Blanchiment à domicile avec du bicarbonate de soude, du citron, du charbon actif ou du peroxyde d’hydrogène, utilisation de « gommes magiques » pour éliminer les taches, des exercices de mâchoire pour modifier l’esthétique du visage ou des pratiques telles que extraction d’huile –l’extraction d’huile pour réduire les bactéries – présentée comme un substitut à l’hygiène bucco-dentaire conventionnelle.
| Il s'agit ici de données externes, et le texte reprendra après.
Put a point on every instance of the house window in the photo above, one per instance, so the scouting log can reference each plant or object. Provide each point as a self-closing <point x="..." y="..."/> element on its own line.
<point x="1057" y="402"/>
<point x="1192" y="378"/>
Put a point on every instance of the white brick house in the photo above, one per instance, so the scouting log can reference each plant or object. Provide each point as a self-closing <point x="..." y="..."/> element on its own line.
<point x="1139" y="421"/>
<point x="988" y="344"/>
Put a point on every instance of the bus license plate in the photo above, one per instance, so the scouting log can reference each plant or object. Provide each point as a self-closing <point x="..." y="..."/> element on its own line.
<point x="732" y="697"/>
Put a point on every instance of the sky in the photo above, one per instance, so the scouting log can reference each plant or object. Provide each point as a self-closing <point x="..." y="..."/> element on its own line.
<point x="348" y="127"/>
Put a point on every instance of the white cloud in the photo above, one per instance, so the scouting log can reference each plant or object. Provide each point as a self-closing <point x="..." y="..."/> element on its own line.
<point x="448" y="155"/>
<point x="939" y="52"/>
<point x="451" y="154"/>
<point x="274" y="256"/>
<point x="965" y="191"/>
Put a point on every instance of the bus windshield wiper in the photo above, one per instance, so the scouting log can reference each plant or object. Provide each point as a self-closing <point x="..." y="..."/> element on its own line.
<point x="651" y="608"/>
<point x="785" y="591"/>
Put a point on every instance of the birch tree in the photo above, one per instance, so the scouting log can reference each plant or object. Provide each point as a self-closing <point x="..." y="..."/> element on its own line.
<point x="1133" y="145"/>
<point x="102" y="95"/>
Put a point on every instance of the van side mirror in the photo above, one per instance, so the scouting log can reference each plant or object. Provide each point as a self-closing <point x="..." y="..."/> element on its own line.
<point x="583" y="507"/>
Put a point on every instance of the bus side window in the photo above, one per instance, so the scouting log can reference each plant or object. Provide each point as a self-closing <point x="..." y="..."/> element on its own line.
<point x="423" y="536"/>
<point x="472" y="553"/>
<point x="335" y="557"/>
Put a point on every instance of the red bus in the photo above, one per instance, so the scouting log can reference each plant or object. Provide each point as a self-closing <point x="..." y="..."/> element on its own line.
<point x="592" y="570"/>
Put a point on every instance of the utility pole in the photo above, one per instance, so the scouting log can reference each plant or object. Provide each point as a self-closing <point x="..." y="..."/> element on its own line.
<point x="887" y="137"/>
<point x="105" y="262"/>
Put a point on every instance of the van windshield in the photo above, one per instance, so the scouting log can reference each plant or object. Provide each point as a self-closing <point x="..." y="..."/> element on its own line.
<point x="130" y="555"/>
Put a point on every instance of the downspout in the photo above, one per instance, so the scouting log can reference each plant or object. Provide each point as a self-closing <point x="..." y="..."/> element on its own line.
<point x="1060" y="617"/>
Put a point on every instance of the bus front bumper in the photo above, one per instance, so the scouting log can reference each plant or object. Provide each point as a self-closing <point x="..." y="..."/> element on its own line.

Le Conseil général des dentistes d’Espagne met en garde ce mardi contre les tendances virales propagées à travers les réseaux sociaux qui banalisent des traitements complexes ou favorisent des pratiques potentiellement nocives pour les dents et les gencives.
Le Conseil « réitère sa position ferme en faveur de la science et de la dentisterie fondée sur des preuves contre la prolifération des pseudothérapies, des pseudosciences et des traitements dentaires faits maison ou commercialisés en ligne sans supervision professionnelle, une tendance qui met en danger la santé bucco-dentaire de la population et génère de fausses attentes chez les patients ».
Sans soutien scientifique
Le Conseil Général a préparé le rapport technique «Pseudosciences et pseudotraitements en dentisterie», un document qui analyse certains des principaux courants et pratiques sans support scientifique détectés dans le domaine oral, ainsi que leurs conséquences possibles sur la santé.
Le rapport met en garde contre la multiplication de « messages trompeurs » présentés comme des alternatives efficaces, mais qui sont en réalité des pratiques « dépourvues de la moindre preuve scientifique ». Parmi ces pseudosciences figurent la dentisterie dite biologique, neurofocale, holistique ou biodécodage dentaire, qui attribue de prétendus bénéfices diagnostiques ou thérapeutiques sans base scientifique prouvée.
Homéopathie
Le document analyse également le rôle potentiel de l’homéopathie et de l’acupuncture dans le domaine de la santé bucco-dentaire, et détaille l’augmentation des tendances virales propagées à travers les réseaux sociaux qui banalisent des traitements complexes ou favorisent des pratiques potentiellement nocives pour les dents et les gencives.
Parmi les plus courants, en plus de ceux mentionnés ci-dessus, figurent les dentifrices à base de produits abrasifs, les aligneurs achetés en ligne sans contrôle clinique ou le limage des dents à domicile pour modifier leur forme.
« Ces pratiques non seulement manquent de preuves, mais peuvent également provoquer une usure irréversible de l’émail, une sensibilité extrême, des lésions gingivales, des altérations de l’occlusion, des fractures dentaires, des troubles de l’articulation temporo-mandibulaire ou des retards de diagnostic, entre autres », précise le Conseil.
Évaluation clinique
Le président du Conseil, le Dr Óscar Castro Reino, souligne que « la santé ne peut pas être laissée entre les mains de modes virales, de gourous du numérique ou de prétendus remèdes miraculeux. Lorsque nous parlons de traitements de santé, seules les preuves scientifiques offrent de réelles garanties au patient ».
Rappelons qu’« aucune vidéo sur les réseaux sociaux ou aucun influenceur ne remplace l’évaluation clinique d’un dentiste agréé. S’adresser à des professionnels qualifiés est le seul moyen d’obtenir des diagnostics précis et des traitements sûrs ». Le Conseil insiste sur le fait que toute intervention orale doit être réalisée après un examen individualisé et par des professionnels légalement habilités, en utilisant des produits soumis aux contrôles sanitaires et réglementaires correspondants.
La Collegiate Organization recommande de se méfier des messages qui promettent des résultats rapides, économiques ou « naturels » sans preuves scientifiques. « La meilleure défense contre les vendeurs de tabac santé est l’information véridique, le jugement professionnel et la confiance dans la science, ce qui est bien sûr la position que nous avons toujours défendue au sein de notre organisation », conclut le Dr Castro.